Microplastic pollution, particularly from polystyrene (PS), poses increasing risks to human health due to its persistence in the environment, tendency to bioaccumulate, and ability to induce oxidative stress and hepatic injury. However, tools for dynamic imaging that elucidate the mechanistic link between microplastic exposure and liver toxicity remain lacking. Herein, we report a far-red fluorescent probe (emission maximum at 674 nm), DDAO-CT, derived from the hydroxyl-substituted red-emitting fluorophore DDAO (9,9-dimethylacridin-2(9H)-one derivative), designed for in vivo visualization of chymotrypsin activity, a key enzyme marker known to be upregulated during microplastic-induced liver damage. DDAO-CT is constructed by conjugating a 4-bromobutyryl recognition group to the red-emissive fluorophore DDAO, which quenches fluorescence by disrupting intramolecular charge transfer (ICT). Upon enzymatic hydrolysis by chymotrypsin, the ICT pathway is restored, resulting in a 14-fold enhancement in fluorescence at 674 nm with a detection limit of 3.5 ng/mL. The probe had high selectivity, low cytotoxicity, and excellent responsiveness to enzyme activity both in vitro and in PS-exposed hepatocytes.
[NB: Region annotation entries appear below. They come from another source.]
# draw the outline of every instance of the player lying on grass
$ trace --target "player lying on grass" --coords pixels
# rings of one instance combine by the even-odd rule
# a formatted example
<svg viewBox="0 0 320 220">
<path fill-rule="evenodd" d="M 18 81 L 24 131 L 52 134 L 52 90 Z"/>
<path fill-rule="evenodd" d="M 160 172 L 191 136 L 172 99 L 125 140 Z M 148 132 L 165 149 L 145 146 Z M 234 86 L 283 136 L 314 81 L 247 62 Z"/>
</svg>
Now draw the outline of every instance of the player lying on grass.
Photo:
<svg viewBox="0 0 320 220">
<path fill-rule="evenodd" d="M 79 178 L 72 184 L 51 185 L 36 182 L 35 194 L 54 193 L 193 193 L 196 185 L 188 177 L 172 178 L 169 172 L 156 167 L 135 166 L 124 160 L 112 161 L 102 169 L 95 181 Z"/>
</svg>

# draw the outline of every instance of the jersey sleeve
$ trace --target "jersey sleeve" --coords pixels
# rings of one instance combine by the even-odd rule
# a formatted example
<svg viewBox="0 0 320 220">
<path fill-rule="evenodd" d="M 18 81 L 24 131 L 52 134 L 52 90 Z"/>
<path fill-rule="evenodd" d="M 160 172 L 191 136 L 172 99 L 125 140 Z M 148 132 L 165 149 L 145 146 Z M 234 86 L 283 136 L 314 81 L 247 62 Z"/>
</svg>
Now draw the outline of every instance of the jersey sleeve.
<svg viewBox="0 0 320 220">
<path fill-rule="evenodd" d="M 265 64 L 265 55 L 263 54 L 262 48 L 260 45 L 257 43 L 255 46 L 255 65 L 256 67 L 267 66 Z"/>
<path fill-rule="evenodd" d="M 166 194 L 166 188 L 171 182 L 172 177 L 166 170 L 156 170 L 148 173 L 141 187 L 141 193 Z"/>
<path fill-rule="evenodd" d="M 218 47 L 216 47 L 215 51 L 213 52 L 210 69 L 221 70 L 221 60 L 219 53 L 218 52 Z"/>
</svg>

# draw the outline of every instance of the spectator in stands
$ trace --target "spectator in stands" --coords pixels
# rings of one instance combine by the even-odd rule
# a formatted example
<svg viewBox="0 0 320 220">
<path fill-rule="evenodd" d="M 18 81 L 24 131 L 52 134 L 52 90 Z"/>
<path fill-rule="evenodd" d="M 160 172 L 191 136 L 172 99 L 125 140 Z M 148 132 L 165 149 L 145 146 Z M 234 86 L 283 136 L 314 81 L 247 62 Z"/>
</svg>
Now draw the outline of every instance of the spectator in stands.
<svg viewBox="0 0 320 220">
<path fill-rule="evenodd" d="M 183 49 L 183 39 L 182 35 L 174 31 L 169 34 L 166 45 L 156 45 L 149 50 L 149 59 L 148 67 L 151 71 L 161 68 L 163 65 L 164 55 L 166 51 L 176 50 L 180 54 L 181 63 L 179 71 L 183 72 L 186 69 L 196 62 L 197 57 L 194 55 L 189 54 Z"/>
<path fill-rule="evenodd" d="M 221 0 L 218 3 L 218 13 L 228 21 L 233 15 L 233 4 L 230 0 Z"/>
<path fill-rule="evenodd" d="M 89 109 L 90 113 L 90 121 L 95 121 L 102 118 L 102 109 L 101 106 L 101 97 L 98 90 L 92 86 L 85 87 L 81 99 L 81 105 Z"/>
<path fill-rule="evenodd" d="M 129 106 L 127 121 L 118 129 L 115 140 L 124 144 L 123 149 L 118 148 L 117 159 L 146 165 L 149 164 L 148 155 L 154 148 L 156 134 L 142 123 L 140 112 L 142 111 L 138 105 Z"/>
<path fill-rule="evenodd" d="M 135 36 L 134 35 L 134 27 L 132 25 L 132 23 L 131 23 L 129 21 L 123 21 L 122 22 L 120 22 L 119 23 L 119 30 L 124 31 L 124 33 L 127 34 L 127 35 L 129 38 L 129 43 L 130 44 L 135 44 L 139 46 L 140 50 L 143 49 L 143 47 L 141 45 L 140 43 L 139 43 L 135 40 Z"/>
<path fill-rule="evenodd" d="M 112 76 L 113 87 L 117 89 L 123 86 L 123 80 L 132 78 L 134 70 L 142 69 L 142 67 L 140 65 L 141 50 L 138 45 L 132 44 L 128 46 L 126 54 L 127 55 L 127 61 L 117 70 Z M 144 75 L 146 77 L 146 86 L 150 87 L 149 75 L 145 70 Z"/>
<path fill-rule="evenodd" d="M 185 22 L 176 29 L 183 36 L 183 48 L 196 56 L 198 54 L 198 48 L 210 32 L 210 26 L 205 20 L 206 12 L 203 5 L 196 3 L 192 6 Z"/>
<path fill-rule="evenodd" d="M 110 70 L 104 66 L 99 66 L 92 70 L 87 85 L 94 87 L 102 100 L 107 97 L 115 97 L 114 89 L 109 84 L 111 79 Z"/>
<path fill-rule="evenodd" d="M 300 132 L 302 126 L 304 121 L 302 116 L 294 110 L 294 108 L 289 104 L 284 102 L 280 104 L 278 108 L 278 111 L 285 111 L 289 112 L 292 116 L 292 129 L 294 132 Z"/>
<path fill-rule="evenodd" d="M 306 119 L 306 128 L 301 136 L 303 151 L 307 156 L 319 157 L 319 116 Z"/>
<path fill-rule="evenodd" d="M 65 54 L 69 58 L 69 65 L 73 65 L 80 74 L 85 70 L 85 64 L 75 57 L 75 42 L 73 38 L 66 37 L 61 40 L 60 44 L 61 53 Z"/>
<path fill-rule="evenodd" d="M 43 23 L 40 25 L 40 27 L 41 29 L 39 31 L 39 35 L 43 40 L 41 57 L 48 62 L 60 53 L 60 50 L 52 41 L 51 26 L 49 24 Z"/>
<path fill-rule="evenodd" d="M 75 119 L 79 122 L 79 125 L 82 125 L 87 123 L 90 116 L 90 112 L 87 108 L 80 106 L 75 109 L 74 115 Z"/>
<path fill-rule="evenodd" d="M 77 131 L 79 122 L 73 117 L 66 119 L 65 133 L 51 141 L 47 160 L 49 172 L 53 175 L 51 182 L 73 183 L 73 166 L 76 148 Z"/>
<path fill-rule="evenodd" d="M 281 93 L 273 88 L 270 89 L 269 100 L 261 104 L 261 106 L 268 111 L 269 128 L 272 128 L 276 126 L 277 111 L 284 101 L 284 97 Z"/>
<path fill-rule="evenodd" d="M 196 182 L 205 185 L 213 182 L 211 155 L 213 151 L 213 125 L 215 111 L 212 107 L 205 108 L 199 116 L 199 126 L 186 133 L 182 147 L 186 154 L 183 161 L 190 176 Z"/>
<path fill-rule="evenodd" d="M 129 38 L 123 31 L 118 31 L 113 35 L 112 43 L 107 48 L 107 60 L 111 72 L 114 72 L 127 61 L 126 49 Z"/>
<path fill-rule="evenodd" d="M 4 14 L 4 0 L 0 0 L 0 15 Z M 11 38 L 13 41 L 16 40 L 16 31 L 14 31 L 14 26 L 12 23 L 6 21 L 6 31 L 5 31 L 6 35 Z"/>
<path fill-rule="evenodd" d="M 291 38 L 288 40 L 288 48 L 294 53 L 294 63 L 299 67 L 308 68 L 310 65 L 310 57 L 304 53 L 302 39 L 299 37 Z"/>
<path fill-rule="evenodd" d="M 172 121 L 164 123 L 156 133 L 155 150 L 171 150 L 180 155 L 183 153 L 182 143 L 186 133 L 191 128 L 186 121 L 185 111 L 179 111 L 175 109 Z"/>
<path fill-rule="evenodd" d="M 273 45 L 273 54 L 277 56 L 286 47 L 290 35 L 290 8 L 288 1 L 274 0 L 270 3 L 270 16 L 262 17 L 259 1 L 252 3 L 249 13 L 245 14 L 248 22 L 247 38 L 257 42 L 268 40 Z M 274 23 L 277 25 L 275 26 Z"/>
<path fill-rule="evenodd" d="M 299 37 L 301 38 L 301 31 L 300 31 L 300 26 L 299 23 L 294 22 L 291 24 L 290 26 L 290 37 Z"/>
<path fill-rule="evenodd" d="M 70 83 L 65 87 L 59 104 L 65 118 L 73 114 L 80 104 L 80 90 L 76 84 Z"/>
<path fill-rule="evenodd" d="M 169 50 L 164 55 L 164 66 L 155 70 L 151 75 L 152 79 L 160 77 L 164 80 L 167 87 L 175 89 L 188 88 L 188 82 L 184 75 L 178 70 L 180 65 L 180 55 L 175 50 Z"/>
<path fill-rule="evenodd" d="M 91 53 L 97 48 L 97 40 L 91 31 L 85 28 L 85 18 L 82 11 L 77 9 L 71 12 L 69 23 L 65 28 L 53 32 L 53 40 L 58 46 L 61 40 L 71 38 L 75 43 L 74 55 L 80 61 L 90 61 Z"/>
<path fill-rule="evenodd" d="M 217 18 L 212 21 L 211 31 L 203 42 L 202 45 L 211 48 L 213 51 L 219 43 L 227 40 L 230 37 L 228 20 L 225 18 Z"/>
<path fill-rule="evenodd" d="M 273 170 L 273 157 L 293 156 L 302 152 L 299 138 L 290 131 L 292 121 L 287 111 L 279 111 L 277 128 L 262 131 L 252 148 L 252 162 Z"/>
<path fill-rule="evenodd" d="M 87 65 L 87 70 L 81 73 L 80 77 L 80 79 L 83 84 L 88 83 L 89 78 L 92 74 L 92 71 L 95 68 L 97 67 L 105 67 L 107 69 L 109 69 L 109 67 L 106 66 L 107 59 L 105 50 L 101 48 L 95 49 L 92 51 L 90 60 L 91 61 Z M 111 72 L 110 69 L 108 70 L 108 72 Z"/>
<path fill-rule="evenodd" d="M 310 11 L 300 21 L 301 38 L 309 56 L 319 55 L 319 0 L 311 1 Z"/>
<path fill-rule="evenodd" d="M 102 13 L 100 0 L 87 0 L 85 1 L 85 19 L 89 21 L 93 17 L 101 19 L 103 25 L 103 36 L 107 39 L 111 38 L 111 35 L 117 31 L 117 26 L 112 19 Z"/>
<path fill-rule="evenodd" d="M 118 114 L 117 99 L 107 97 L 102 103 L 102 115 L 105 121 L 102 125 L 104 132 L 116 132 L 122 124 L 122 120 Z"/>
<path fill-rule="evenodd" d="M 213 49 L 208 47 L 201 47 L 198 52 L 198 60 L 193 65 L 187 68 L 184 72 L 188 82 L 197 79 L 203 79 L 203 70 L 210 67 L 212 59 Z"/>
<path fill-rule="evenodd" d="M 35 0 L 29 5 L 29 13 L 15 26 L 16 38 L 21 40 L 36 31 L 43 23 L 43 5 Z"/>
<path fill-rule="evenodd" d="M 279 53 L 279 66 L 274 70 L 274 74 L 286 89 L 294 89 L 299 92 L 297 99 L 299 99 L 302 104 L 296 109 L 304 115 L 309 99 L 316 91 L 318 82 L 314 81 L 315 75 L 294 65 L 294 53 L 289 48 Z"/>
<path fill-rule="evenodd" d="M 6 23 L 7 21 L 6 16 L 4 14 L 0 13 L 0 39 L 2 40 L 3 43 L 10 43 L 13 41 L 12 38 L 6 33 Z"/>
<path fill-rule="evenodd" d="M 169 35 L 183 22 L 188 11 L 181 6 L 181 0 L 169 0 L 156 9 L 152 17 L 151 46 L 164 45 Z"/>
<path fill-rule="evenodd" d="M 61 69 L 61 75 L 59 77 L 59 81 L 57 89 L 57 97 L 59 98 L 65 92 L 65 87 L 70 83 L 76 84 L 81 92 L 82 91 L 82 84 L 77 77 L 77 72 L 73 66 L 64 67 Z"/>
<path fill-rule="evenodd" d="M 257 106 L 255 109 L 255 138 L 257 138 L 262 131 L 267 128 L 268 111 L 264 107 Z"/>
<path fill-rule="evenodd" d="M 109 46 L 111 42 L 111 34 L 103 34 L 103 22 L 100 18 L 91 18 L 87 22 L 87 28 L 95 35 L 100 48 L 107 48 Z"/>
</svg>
Notably, in vivo imaging in mouse models revealed dose-dependent fluorescence signals in the liver, which correlated closely with histopathological damage and elevated serum markers of liver injury. These results show that chymotrypsin activation is a downstream event of PS bioaccumulation, establishing DDAO-CT as an effective tool for visualizing pollutant-induced hepatic dysfunction. This study presents a novel chemical biology platform for noninvasive assessment of environmental hepatotoxins and offers mechanistic insights into microplastic-induced liver injury at the enzymatic level.